Musique Non Stop | eMusic Electronica |
Posted: 03 Oct 2013 01:11 PM PDT
The Blow’s new self-titled album is Khaela Maricich’s first release in seven years. Most artists who pause that long between records struggle to regain their momentum. Instead, Maricich’s reinvention of the group — this time with girlfriend Melissa Dyne — is the next logical chapter in girl-penned indie-electronic pop, sure to satisfy anyone anxiously awaiting a sequel to 2006′s Paper Television. Their artistic partnership celebrates the camaraderie of commitment through creative work, and sounds like a modern lesbian take on David Bowie and Brian Eno’s 1970s experiments with pop — minus all the glitter, glamour, drugs and high fashion. The record is gleeful and full of ideas and emotion, establishing them in a lineage of feminist pop artists that includes Yoko Ono, Madonna, Le Tigre and M.I.A., artists who also question the Cartesian mind/body split by making you dance and think at the same time.
eMusic’s Tobi Vail caught up with Maricich over the phone to discuss the New York City art mafia, hugging the audience and squeezing her heart into a meat grinder. |
[In 2006] I lived in Portland and worked with Jona Bechtolt [of Yacht] and then I moved [to NYC] with Melissa Dyne. Working with Melissa is super different because we’re girlfriends — also because we’re girls, and girls communicate differently on creative projects. We talk about everything. My experience with boys is like, “I’m just gonna do it and it’ll be cool.” At least with us, we like exploring, philosophically and theoretically, all the options of how things could be —we’re as interested in the process as we are in the outcome. [Melissa] hasn’t done albums before. She’s a sound artist and works with physics and sound waves in her installation work, and she used to play cello. We treat it as a total experiment, and sometimes we make one version of a song and go, “Huh, what if we try it completely New Wave this time?” and redo it. So it’s a process of building models. Sometimes we build one model and then we look at it and say, “Let’s completely renovate it and try it in a different way,” as opposed to being like, “OK, we’re gonna make an album and we’re gonna go about it the most direct and businesslike manner.” Our endurance for working with the process and playing around with it is vast.
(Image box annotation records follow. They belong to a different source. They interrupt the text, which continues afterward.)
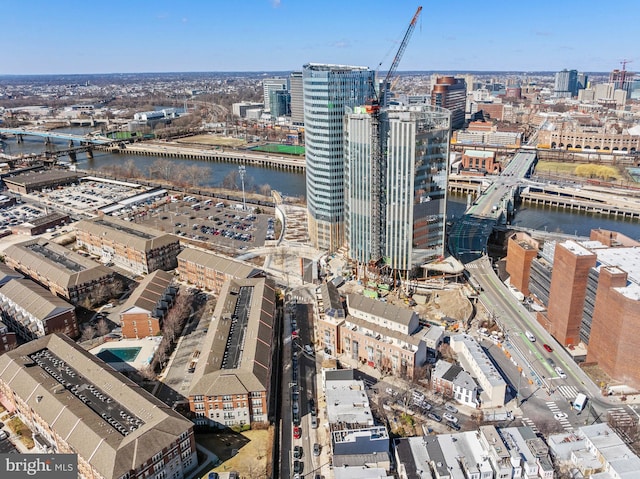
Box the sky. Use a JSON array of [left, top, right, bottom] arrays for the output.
[[0, 0, 640, 75]]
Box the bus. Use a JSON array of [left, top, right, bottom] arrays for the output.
[[573, 393, 587, 412]]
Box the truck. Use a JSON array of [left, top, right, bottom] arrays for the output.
[[573, 393, 587, 412]]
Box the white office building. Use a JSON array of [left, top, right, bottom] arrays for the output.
[[302, 63, 375, 251], [344, 105, 450, 274]]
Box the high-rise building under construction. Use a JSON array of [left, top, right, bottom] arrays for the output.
[[302, 63, 375, 251], [344, 105, 451, 277]]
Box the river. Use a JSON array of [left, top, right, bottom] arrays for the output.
[[5, 128, 640, 240]]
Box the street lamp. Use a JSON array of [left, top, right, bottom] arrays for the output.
[[238, 165, 247, 211]]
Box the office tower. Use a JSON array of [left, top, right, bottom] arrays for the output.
[[289, 72, 304, 126], [345, 105, 451, 277], [609, 69, 634, 98], [269, 90, 291, 118], [262, 78, 289, 112], [302, 63, 375, 251], [553, 68, 578, 98], [576, 73, 589, 91], [431, 76, 467, 130]]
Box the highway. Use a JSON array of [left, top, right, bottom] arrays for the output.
[[448, 151, 536, 263], [466, 256, 624, 430]]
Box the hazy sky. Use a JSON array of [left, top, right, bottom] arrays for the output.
[[0, 0, 640, 75]]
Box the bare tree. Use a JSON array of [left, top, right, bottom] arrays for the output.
[[222, 170, 240, 190], [80, 325, 96, 341], [96, 318, 110, 336]]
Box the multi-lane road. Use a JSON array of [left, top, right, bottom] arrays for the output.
[[466, 256, 624, 436]]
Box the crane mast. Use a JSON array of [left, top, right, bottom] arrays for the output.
[[366, 7, 422, 262]]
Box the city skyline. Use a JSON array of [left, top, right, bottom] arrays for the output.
[[5, 0, 640, 75]]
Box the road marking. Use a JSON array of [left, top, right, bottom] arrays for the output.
[[556, 386, 579, 399], [520, 417, 540, 434]]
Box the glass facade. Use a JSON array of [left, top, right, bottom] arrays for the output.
[[345, 105, 451, 276], [302, 63, 375, 251]]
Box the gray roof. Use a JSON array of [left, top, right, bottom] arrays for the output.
[[5, 238, 114, 288], [0, 263, 24, 286], [76, 216, 180, 251], [347, 293, 415, 326], [190, 278, 276, 396], [178, 248, 263, 278], [320, 282, 345, 318], [121, 269, 173, 314], [0, 334, 193, 479], [4, 170, 78, 188], [0, 279, 75, 321]]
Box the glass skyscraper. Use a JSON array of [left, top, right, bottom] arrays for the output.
[[302, 63, 375, 251], [344, 105, 451, 277]]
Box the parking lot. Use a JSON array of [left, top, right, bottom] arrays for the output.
[[0, 203, 44, 229], [31, 179, 142, 212], [126, 197, 275, 251]]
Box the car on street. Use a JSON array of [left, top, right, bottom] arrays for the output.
[[293, 446, 302, 459], [447, 421, 460, 431], [428, 412, 442, 422], [444, 404, 458, 414], [442, 412, 458, 423]]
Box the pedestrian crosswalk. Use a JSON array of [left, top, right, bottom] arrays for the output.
[[520, 417, 540, 434], [546, 401, 573, 431], [556, 386, 580, 401]]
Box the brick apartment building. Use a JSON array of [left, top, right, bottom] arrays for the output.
[[0, 279, 79, 341], [0, 334, 197, 479], [462, 149, 501, 176], [120, 270, 178, 338], [177, 248, 264, 293], [0, 321, 18, 355], [76, 216, 180, 274], [507, 230, 640, 388], [506, 233, 540, 296], [189, 278, 276, 428], [5, 238, 115, 304], [317, 290, 442, 378]]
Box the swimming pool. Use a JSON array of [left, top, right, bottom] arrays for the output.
[[96, 347, 142, 363]]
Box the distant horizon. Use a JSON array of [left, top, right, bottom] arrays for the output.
[[0, 68, 616, 78], [0, 0, 640, 76]]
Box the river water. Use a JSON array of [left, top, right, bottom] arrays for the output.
[[4, 128, 640, 240]]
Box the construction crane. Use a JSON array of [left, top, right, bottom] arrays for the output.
[[365, 7, 422, 263]]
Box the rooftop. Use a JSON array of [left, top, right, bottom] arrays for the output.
[[0, 333, 193, 479], [190, 278, 275, 396], [325, 380, 373, 426]]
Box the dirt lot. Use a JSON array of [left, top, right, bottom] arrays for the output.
[[197, 429, 273, 479]]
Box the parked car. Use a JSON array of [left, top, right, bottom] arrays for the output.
[[444, 404, 458, 414], [442, 412, 458, 423], [447, 421, 460, 431]]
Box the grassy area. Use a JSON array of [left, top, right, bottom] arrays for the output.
[[176, 135, 247, 148], [251, 143, 304, 156], [7, 416, 34, 449], [196, 428, 273, 479], [536, 161, 577, 175]]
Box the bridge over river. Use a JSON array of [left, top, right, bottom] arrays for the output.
[[0, 128, 115, 145], [448, 150, 537, 263]]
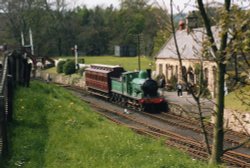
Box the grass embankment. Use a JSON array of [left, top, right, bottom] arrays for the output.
[[225, 86, 250, 112], [1, 82, 211, 168]]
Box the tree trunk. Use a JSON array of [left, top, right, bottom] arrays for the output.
[[209, 63, 226, 165]]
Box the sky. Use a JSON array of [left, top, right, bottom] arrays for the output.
[[66, 0, 250, 13]]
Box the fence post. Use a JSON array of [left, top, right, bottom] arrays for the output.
[[0, 95, 8, 157], [7, 75, 14, 121]]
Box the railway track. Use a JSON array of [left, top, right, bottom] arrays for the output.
[[57, 83, 250, 168], [89, 100, 250, 167], [143, 112, 248, 145]]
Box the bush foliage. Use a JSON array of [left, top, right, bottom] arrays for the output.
[[56, 61, 66, 73]]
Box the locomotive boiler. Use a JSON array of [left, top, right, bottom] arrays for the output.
[[86, 64, 167, 112]]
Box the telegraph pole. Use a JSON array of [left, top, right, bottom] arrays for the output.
[[137, 34, 141, 71], [74, 45, 78, 70]]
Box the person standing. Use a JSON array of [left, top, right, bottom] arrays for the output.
[[177, 83, 182, 97]]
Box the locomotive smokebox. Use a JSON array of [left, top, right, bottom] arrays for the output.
[[147, 69, 151, 79]]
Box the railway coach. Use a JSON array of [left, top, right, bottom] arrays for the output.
[[85, 64, 167, 112]]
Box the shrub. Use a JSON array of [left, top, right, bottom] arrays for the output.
[[56, 61, 66, 73], [78, 67, 88, 76], [78, 58, 85, 64], [63, 60, 76, 75]]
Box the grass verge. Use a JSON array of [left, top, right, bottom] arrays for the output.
[[1, 81, 215, 168], [225, 86, 250, 112]]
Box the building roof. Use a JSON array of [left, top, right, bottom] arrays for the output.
[[156, 26, 219, 59]]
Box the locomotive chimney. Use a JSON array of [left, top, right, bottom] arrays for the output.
[[147, 69, 151, 79]]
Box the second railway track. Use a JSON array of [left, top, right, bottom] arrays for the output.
[[57, 83, 250, 168]]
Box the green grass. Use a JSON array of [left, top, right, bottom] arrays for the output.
[[60, 56, 155, 71], [225, 86, 250, 112], [0, 81, 214, 168]]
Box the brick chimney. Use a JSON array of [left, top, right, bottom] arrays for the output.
[[186, 11, 198, 33]]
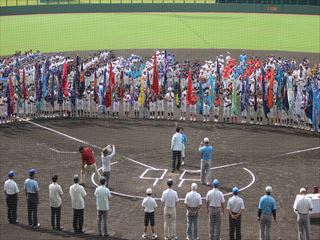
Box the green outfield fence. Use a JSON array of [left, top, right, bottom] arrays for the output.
[[0, 0, 320, 7]]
Can you talk about the technical process of arranging the songs electronically?
We didn’t feel committed to a particular identity as music makers. IYou’re starting with the void. We both really tripped out on that, the fact that you can put any sound from any source anywhere. We knew we didn’t want to take the sounds out of a computer program, so we sampled different live instruments and perfected the samples so they sounded really clean. We would use generic computer sounds to make a beat and then find sounds to replace so that it [sounded] three-dimensional and rich. We inherited a couple of really weird synthesizers and Melissa just played around with them and tried to find the weirdest things she could.
How has your approach to performance changed over the years?
Music audiences can be so unruly, like a mob. We are learning how to sculpt the mob — make connections and take [the audience] to interesting places. During the live show, [Melissa] performs on a riser that’s at the back of the room in front of the sound engineer and I perform on the main stage and we have the crowd in between us. On my stage, there’s generally nothing besides myself and maybe some lights. The live show is us just hugging the audience in between us. We use that as a platform to see what cool stuff we can make happen. Melissa has a really strong role, but doesn’t want to be the one everyone is looking at all the time. We’re both working the room. She is making the room super high-fidelity intimate; she sets it up so it sounds really good. Little modules of sound are penetrating as deep into people’s ears as they can and opening people up a lot — and then she’s playing the electronic instruments — like manipulating samples and fucking with delays.
How would you describe your music to your cool aunt?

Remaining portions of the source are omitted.